A bold, epic debut novel set during the war and financial crisis that defined the beginning of our century.

One September morning in 2008, an investment banker approaching forty, his career in collapse and his marriage unraveling, receives a surprise visitor at his West London townhouse. In the disheveled figure of a South Asian male carrying a backpack, the banker recognizes a long-lost friend, a mathematics prodigy who disappeared years earlier under mysterious circumstances. The friend has resurfaced to make a confession of unsettling power.

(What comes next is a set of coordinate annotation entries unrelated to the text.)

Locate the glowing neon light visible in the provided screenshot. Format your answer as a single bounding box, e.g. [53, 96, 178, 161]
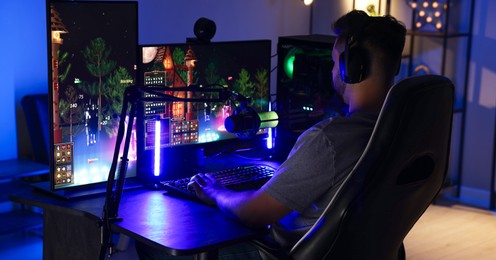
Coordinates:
[153, 120, 161, 176]
[267, 102, 274, 149]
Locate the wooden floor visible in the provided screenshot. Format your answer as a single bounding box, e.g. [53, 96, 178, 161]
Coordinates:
[405, 205, 496, 260]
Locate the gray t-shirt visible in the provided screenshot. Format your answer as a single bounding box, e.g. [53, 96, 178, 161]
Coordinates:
[262, 112, 378, 248]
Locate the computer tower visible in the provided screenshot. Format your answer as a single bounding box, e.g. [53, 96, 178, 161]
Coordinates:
[274, 35, 342, 160]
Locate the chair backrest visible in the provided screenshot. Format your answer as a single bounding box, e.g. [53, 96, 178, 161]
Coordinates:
[21, 94, 51, 164]
[289, 75, 454, 260]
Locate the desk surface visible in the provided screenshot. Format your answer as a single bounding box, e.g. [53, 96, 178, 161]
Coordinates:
[10, 183, 266, 255]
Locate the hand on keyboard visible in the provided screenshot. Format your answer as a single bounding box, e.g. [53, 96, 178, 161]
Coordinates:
[188, 173, 226, 206]
[162, 164, 275, 202]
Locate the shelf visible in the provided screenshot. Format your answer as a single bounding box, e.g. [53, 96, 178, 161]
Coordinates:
[407, 30, 470, 38]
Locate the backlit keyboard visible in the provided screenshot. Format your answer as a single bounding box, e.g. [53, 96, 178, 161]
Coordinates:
[162, 164, 275, 200]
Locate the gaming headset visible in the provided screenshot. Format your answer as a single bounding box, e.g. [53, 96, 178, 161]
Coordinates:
[339, 15, 370, 84]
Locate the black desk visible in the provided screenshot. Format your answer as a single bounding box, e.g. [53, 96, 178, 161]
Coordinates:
[10, 183, 266, 259]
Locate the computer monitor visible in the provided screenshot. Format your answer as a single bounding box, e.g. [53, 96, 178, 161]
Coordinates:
[138, 40, 271, 179]
[47, 0, 139, 195]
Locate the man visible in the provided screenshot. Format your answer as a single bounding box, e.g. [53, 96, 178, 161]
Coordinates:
[137, 11, 406, 255]
[189, 11, 406, 250]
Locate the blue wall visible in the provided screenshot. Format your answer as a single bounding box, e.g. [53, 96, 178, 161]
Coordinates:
[0, 0, 47, 160]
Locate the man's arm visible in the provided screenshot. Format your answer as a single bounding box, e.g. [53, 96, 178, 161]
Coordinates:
[188, 174, 291, 228]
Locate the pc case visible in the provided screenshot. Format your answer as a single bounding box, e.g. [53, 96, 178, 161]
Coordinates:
[274, 34, 342, 161]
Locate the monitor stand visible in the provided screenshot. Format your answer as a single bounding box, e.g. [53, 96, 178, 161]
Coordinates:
[31, 180, 143, 199]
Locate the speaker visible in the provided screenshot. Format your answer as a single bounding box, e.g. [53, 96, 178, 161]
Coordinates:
[273, 34, 342, 161]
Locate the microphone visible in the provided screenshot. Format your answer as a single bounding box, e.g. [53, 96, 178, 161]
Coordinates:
[224, 108, 279, 139]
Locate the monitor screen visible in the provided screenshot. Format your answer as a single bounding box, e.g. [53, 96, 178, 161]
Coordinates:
[47, 0, 139, 190]
[138, 40, 271, 179]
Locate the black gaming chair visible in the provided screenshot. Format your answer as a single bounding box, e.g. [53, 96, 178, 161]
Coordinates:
[256, 75, 454, 260]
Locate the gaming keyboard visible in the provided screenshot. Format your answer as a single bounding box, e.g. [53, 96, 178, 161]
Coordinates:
[161, 164, 275, 200]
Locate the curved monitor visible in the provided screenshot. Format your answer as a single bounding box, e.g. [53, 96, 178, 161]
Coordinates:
[138, 40, 271, 179]
[47, 0, 138, 194]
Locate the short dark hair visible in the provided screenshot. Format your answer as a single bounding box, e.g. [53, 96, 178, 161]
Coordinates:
[333, 10, 406, 76]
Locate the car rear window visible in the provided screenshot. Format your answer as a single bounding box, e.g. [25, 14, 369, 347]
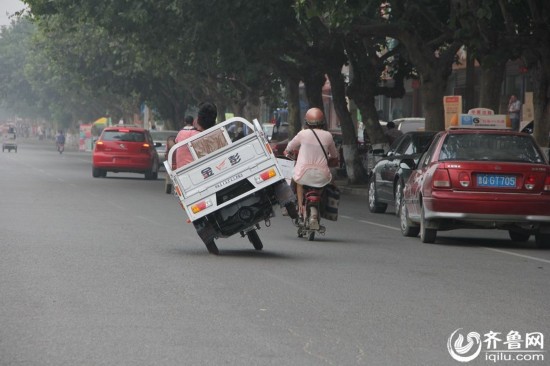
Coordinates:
[439, 134, 545, 163]
[101, 131, 145, 142]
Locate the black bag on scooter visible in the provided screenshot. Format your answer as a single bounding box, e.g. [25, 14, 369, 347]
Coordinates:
[321, 183, 340, 221]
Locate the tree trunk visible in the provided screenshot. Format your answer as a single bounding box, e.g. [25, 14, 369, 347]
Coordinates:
[529, 54, 550, 147]
[476, 57, 507, 114]
[328, 67, 367, 184]
[304, 69, 326, 110]
[420, 66, 450, 131]
[464, 52, 477, 111]
[286, 77, 302, 140]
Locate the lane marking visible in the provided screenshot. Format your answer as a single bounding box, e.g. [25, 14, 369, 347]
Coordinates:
[340, 215, 401, 231]
[482, 247, 550, 263]
[341, 215, 550, 263]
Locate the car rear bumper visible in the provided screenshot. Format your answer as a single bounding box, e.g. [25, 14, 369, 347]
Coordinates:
[423, 192, 550, 223]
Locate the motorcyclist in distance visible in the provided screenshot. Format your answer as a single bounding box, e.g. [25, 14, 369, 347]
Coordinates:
[284, 108, 338, 222]
[55, 130, 65, 154]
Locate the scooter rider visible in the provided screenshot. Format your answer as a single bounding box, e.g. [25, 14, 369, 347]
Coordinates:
[55, 130, 65, 154]
[284, 108, 338, 226]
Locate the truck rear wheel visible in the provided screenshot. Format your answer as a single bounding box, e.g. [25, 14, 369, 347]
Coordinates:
[250, 230, 264, 250]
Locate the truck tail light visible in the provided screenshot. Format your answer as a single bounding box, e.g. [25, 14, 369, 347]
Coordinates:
[255, 168, 277, 183]
[432, 168, 451, 188]
[543, 175, 550, 192]
[191, 200, 212, 213]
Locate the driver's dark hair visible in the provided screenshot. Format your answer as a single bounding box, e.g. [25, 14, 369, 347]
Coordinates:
[197, 102, 218, 130]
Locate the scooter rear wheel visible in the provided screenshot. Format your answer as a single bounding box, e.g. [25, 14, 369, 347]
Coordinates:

In the Light of What We Know takes us on a journey of exhilarating scope - from Kabul to London, New York, Islamabad, Oxford, and Princeton - and explores the great questions of love, belonging, science, and war. It is an age-old story: the friendship of two men and the betrayal of one by the other. The visitor, a man desperate to climb clear of his wrong beginnings, seeks atonement; and the narrator sets out to tell his friend's story but finds himself at the limits of what he can know about the world - and, ultimately, himself. Set against the breaking of nations and beneath the clouds of economic crisis, this surprisingly tender novel chronicles the lives of people carrying unshakable legacies of class and culture as they struggle to tame their futures. In an extraordinary feat of imagination, Zia Haider Rahman has telescoped the great upheavals of our young century into a novel of rare intimacy and power.

1
Arrival or Wrong Beginnings

Exile is strangely compelling to think about but terrible to experience. It is the unhealable rift forced between a human being and a native place, between the self and its true home: its essential sadness can never be surmounted. And while it is true that literature and history contain heroic, romantic, glorious, even triumphant episodes in an exile's life, these are no more than efforts meant to overcome the crippling sorrow of estrangement. The achievements of exile are permanently undermined by the loss of something left behind forever.

—Edward W. Said, "Reflections on Exile"

Now when I was a little chap I had a passion for maps. I would look for hours at South America, or Africa, or Australia, and lose myself in all the glories of exploration. At that time there were many blank spaces on the earth, and when I saw one that looked particularly inviting on a map (but they all look like that) I would put my finger on it and say, "When I grow up ...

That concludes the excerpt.